Publicado por rifito On 1.2.12

aviacion rifeña Escrito por Francisco Saro Gandarillas

Bajo este título Roger-Mathieu dedica un apartado de las discutidas memorias de Abdelkrim a la fallida aviación militar de la república rifeña.

En uno de los camarotes del Abda, el barco que debía conducir a Mohammed al exilio, el autor toma nota de las palabras de este cuando habla del sueño que le llevó a organizar la inexistente aviación dentro de su organización militar.

-Sabía, dice Abdelkrim, que podía comprar aviones a una compañía que hacía el servicio Argel-Briska. Para tratar del asunto envié al caid Haddu y a Azerkan. La compra debía alcanzar a tres aviones y fue concluida por intermedio de un oficial francés y el aviador Perrier.

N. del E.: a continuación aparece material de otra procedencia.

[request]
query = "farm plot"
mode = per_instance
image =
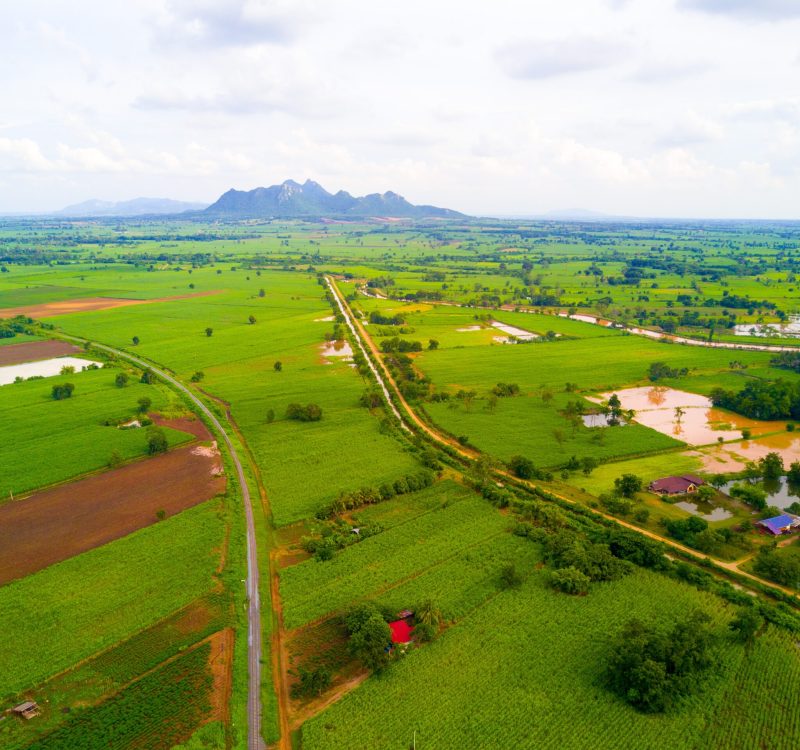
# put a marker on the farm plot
(313, 589)
(55, 524)
(14, 354)
(72, 430)
(525, 670)
(78, 607)
(158, 711)
(238, 362)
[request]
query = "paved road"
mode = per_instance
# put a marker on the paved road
(386, 378)
(254, 741)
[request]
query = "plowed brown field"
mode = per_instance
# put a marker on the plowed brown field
(16, 354)
(55, 524)
(48, 309)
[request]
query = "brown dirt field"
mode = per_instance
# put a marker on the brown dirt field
(88, 304)
(190, 424)
(220, 663)
(55, 524)
(16, 354)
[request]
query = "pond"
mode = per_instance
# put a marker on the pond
(599, 420)
(43, 368)
(517, 333)
(685, 416)
(706, 511)
(780, 492)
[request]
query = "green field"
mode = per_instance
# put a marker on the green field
(524, 670)
(77, 607)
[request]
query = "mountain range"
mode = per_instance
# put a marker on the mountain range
(135, 207)
(310, 199)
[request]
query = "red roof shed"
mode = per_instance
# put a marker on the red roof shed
(401, 631)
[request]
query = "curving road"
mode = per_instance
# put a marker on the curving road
(254, 741)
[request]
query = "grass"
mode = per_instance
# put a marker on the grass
(78, 607)
(525, 670)
(313, 589)
(162, 708)
(77, 440)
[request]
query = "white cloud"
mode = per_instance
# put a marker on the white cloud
(548, 58)
(768, 10)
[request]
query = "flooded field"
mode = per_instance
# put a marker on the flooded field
(686, 416)
(706, 511)
(734, 456)
(513, 331)
(43, 368)
(780, 492)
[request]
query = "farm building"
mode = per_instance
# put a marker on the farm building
(783, 524)
(401, 631)
(687, 483)
(26, 710)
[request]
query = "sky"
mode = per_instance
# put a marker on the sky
(656, 108)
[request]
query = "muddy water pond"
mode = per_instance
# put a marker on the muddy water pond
(44, 368)
(336, 349)
(685, 416)
(780, 492)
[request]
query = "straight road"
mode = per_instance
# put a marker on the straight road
(385, 379)
(254, 741)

Líneas abajo dice Si Mohand:

- Hubiera pagado caro el que un avión rifeño sobrevolase las líneas españolas. Hubiera probado así a mis tribus que estaba realmente bien armado a la moderna. Por su lado, mis enemigos no hubieran dejado de impresionarse a la vista de un avión rifeño por encima de Larache, Tetuán y Melilla.

En las misma memorias el hermano, M’Hammed, manifiesta que, en fecha que no indica, se había desplazado hasta Tlemcen, donde se encontró con el caid Haddu, representante en Uxda de la neonata República rifeña, con el cual se llegó hasta Argel, lugar en el que se entrevistó con el francés Du Taillis, curioso personaje que aparece de vez en cuando en la corta historia del Rif republicano, al objeto de concretar la posibilidad de comprar aviones. M’Hammed afirma que la razón de la compra estribaba en el hecho de que “nuestros opresores los poseían.”

El primer avión fue adquirido por Azerkan y Haddu en Hussein-Dey (Argelia), según precisa López Rienda (Del Uarga….1925). Siendo el único que fue entregado a la República, llegó al Rif en 1923, al decir del que fuera interventor civil en Taurirt, Leon Gabrielli (Abdelkrim…1953), pilotado por el propio Perrier y con el caid Haddu a bordo. Si creemos las supuestas memorias del líder rifeño, el avión no llegó a volar nunca, información que no coincide con la que facilita Goded (Las etapas…1932), quien asegura que hizo un vuelo hacia el frente francés de Marnisa. No está claro si se llegó a pagar el importe de los tres aviones, pero lo más probable es que fuera así, aunque Mohammed Abdelkrim había dado orden de no hacerlo hasta que los aviones hubieran levantado el vuelo.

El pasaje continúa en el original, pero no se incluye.